Em 1976, Gal se uniu à Maria Bethânia, Caetano Veloso e Gilberto Gil para formar o grupo Doces Bárbaros. A proposta era realizar uma turnê de shows e posteriormente um álbum em comemoração aos dez anos de sucesso de carreira de cada um dos integrantes, que iniciaram juntos na Bahia. O disco apresenta canções inéditas e interpretações emblemáticas, como Esotérico e Um Índio e é uma mescla entre o frescor jovial e o amadurecimento de cada integrante desde o início do Tropicalismo.
Logo, Gal deixou para trás sua vertente vanguardista e passou a se aproximar cada vez mais do popular e carnavalesco. Seu primeiro disco de ouro foi com o álbum Água Viva (1978), que inclui as canções Folhetim e Paula e Bebeto. Porém, sua grande virada estética realmente acontece em Gal Tropical (1979), que teve uma turnê internacional. O álbum foi um sucesso, lhe rendeu seu segundo disco de ouro e emplacou importantes músicas de sua carreira, como a potente Força Estranha e a agitada Balancê.

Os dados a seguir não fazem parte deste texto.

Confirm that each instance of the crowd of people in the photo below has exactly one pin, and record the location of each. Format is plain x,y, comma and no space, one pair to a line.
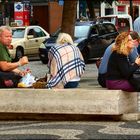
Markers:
66,65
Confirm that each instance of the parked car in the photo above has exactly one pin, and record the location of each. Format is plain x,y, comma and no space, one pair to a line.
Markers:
90,37
123,22
26,40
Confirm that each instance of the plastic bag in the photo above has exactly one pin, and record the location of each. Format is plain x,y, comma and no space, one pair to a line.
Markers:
27,80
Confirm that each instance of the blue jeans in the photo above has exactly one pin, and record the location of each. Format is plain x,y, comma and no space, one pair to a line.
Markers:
73,84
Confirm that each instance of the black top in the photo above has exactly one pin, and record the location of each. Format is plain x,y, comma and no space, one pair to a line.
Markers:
119,67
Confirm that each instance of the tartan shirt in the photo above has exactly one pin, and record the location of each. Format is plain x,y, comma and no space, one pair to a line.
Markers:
65,63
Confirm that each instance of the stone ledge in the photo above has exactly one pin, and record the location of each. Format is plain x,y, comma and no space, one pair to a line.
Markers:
68,101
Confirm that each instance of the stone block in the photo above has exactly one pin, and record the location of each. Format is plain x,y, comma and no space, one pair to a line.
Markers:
68,101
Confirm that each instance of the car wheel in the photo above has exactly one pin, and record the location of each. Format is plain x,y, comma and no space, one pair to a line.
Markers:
19,53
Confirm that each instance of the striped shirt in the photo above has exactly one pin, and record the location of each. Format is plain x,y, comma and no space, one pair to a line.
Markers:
65,63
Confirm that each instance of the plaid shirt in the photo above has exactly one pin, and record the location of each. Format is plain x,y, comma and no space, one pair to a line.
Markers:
65,63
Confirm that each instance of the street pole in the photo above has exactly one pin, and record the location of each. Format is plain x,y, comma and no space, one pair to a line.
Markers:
131,9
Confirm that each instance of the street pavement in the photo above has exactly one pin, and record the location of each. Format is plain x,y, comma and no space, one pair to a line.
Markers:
69,130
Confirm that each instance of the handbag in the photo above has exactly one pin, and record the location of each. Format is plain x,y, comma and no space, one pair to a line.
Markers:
135,80
9,79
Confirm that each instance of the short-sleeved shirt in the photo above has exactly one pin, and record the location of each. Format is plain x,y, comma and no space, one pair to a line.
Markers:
4,54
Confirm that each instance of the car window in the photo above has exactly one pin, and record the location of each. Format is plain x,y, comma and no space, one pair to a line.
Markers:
81,31
110,28
31,32
18,33
39,32
123,24
102,29
94,30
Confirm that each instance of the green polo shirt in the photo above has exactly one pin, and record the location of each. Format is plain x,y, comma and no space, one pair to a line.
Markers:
4,54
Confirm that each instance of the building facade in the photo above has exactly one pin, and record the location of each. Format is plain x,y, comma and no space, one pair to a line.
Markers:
121,7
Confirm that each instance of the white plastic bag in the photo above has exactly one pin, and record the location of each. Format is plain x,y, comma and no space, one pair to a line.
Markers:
27,80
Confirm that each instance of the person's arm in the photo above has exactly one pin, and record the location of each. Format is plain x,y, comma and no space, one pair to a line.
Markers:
126,68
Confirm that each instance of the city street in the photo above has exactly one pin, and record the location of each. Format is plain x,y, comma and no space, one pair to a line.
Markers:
69,130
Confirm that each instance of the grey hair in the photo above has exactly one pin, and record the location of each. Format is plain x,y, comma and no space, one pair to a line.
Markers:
64,38
3,28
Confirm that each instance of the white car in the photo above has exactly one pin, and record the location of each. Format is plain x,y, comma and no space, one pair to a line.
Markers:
26,40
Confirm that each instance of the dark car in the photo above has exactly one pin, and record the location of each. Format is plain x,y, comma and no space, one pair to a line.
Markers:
90,37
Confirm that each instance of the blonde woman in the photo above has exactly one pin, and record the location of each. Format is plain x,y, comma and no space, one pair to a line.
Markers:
120,70
66,64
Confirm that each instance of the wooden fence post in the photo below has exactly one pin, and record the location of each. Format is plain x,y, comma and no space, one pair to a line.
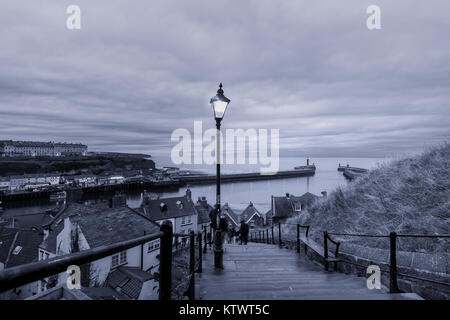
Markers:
273,236
204,246
279,233
200,256
325,249
393,285
192,265
165,264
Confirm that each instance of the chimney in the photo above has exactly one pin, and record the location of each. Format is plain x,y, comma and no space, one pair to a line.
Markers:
188,194
119,200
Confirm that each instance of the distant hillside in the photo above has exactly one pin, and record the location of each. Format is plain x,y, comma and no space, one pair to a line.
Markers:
411,195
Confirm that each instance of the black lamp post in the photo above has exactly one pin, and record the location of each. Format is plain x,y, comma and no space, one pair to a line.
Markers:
219,104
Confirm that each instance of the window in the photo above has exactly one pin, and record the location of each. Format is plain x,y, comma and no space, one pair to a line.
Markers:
123,257
186,220
153,245
17,250
118,259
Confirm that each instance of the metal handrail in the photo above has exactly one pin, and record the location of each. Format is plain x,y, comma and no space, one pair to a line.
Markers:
16,276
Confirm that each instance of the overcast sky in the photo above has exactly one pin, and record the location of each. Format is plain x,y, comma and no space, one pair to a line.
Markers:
137,70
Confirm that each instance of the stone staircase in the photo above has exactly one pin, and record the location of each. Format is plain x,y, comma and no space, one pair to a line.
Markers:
261,271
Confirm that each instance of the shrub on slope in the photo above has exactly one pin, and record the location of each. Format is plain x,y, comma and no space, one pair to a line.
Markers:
408,196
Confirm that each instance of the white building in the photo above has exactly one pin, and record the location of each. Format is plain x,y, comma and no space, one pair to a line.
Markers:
10,148
179,210
88,226
28,180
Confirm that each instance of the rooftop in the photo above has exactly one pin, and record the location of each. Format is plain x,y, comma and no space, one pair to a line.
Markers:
166,208
18,247
101,225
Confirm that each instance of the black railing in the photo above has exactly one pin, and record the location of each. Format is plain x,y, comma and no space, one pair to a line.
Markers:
23,274
262,235
327,259
195,265
255,236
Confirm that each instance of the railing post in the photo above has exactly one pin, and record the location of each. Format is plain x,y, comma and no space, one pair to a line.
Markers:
273,236
176,244
165,264
393,286
325,249
192,265
204,247
200,256
279,233
210,236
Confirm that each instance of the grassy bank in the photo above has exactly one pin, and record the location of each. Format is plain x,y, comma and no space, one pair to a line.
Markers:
407,196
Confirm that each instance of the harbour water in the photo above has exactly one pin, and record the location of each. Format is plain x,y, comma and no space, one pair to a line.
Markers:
238,194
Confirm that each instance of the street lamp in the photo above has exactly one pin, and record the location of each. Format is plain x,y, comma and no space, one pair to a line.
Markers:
219,104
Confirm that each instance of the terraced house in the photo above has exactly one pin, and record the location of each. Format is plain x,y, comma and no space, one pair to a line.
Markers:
85,226
10,148
179,210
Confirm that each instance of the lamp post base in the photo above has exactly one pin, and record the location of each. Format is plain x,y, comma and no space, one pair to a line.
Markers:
218,251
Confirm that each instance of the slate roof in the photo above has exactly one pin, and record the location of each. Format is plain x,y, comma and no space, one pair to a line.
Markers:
101,225
128,281
231,215
167,208
249,212
203,210
11,239
285,206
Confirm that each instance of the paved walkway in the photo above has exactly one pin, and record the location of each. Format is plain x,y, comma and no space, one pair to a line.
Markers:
261,271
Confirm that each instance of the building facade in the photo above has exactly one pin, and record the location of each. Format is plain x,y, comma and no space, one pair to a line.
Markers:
180,211
88,226
10,148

[Imagem: Reprodução/Instagram/ @galtodas]
Em sequência, continua com grandes êxitos de vendas com Aquarela do Brasil (1980), Fantasia (1981) e Minha Voz (1982). Também é nesse momento que Gal estreiou sua importante parceria com Djavan, que lhe rendeu as gravações de Açaí e Azul. Plural (1990) também é um sucesso de público e crítica. Porém, no início da década a mãe da cantora faleceu, fato que também abalou sua carreira.
Sua retomada ocorreu no disco O Sorriso do Gato de Alice (1993). Em um show dirigido por Gerald Thomas, Gal chocou e provocou, sempre com muita expressividade e potência. Em seguida, a cantora passou a gravar grandes coletâneas de revisitação de compositores como Tom Jobim, Chico Buarque, Caetano Veloso e Gilberto Gil.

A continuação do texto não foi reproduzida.